Nossa presidente está nos Estados Unidos. Seguindo uma tradição não escrita, o Brasil tem a honra de pronunciar o discurso inaugural de cada sessão anual da ONU. Não vai muito além disso: uma homenagem que respeita a tradição. As palavras do presidente brasileiro de turno não costumam abalar as estruturas do planeta. E, pelo que vem noticiando a imprensa, este ano não será diferente. Como tem feito estes últimos anos, vamos mais uma vez nos vitimizar e acusar os “países ricos” de entravarem nosso processo civilizatório.

Dilma, acompanhada de numerosa comitiva, viajou de véspera. Compreende-se: há que dar o devido descanso aos corpos cansados pelo sacolejo da maria-fumaça presidencial e pela brutal defasagem horária de… uma hora. Ninguém é de ferro. Viajaram na noite de sábado para domingo. O dia de descanso foi muito bem aproveitado. Reunião entre as cabeças pensantes da República de manhã e passeio pelas ruas à tarde. Questão de espairecer. Ninguém é de ferro.

O mais interessante vem agora. A agenda presidencial prevê encontro com preeminentes líderes mudiais, notadamente com representantes da Ucrânia e da Indonésia. Com tantos chefes de Estado ou de governo do mundo inteiro excepcionalmente reunidos em escassos metros quadrados, seria realmente uma pena perder a ocasião de entreter-se com personalidades de tal magnitude e de tal importância para nossos interesses.

Bizarramente, nenhum encontro está previsto com o anfitrião, Obama, que, por acaso, é também presidente da primeira potência do planeta. «Talvez uma conversa fortuita de corredor, já que o discurso de Dilma é imediatamente seguido pelo de Obama» ― dizem os jornais. É, talvez.

Desde que terminou a última guerra, a posição tradicional do governo brasileiro tem sido de tentar apagar incêndios. A tendência acentuou-se aceleradamente nos últimos 10 anos. As autoridades que obram em nosso nome vêm tentanto apagar fogueiras, mesmo que a queimada não tenha deixado mais nada a consumir.

Foi assim entre hermanos sul-americanos briguentos, em Honduras, no Irã, até no cronicamente convulsionado Oriente Médio. A espantosa obstinação em resolver tudo no papo e no tapinha nas costas, a fobia do enfrentamento, a certeza de que nada resiste a uma boa conversa ― e a algum favor monetário, se o caso o exigir ― têm-se tornado folclóricas. Dialogar, dialogar, dialogar, essa é a palavra de ordem.

Entre os muitos diferendos que temos atualmente, um diz respeito a tarifas de importação e abala particularmente nossas relações com os Estados Unidos. Parece que têm a ver com um tal tsunami monetário.

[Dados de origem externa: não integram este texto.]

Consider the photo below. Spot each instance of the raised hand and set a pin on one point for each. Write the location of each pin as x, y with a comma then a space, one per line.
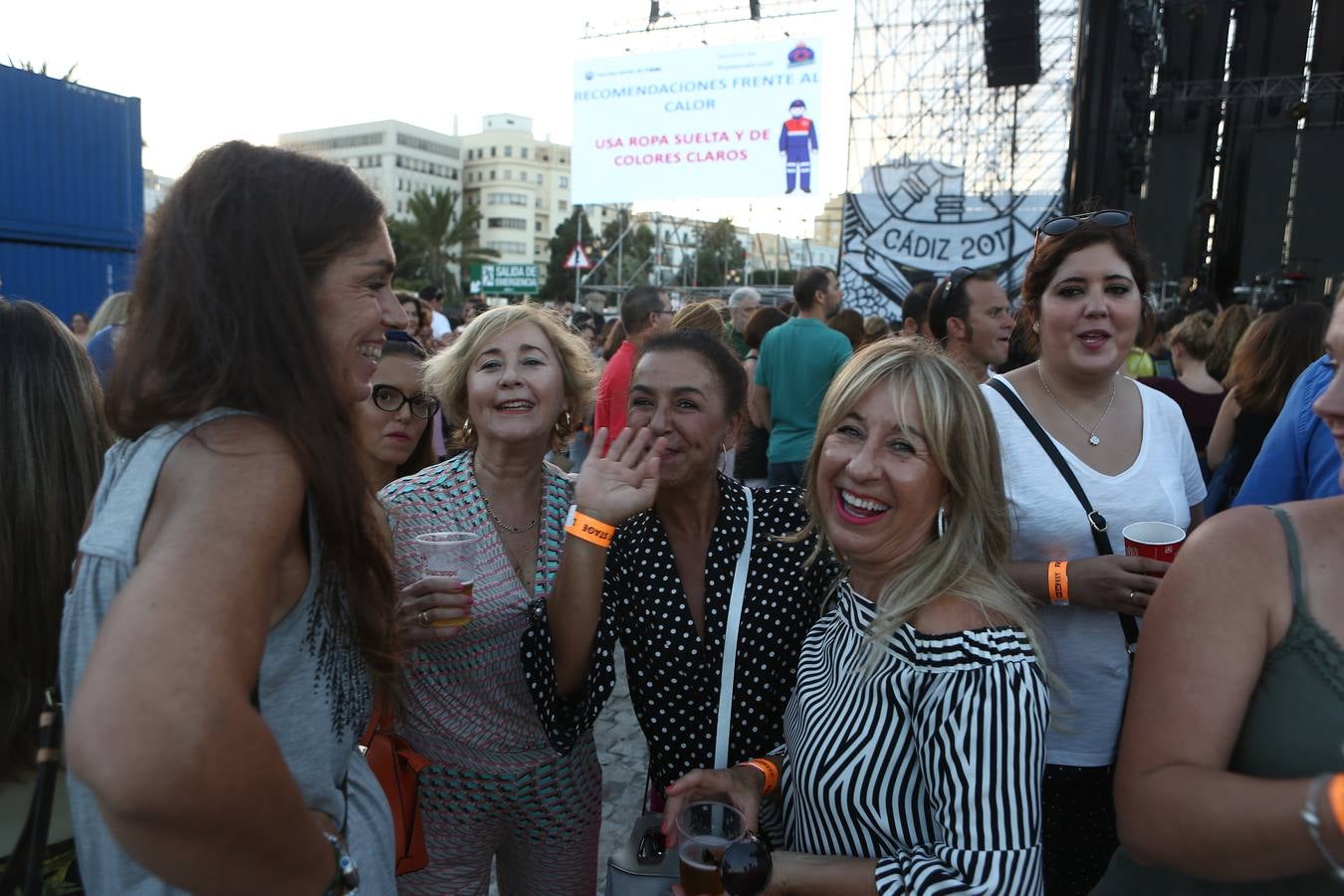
624, 481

Sem entrar no mérito da questão, fico aqui a cismar. Ora bem, se o mantra «dialogar, dialogar, dialogar» vale para certos casos, por que, cáspita, não valeria neste? Por que nossa presidente não trocaria meia hora de seu passeio turístico para entrevistar-se com o presidente do país em que se encontra?

Pode-se argumentar que assuntos técnicos se resolvem entre técnicos, sem necessidade de intervenção de chefes de Estado. É verdade cristlina. Mas existe o fato e existe o símbolo. O que ficam são as fotos, os filmes, as manchetes de jornal. Alguém se lembra ou imagina as reuniões técnicas dos que planejaram e construíram Brasília? O que ficou foram fotos, filmes e relatos de apertos de mão entre Juscelino, Niemeyer, Lucio Costa. Os símbolos transcendem os fatos.

Eventuais reuniões técnicas não costumam ser filmadas nem mesmo registradas. Nossa presidente e aqueles que a aconselham perderam uma excelente oportunidade dar ao mundo o símbolo de que a doutrina do diálogo vale para todos os países e não só para alguns. Um rei que dialoga somente com seus amigos, desprezando os menos chegados, não tem amigos: tem comparsas.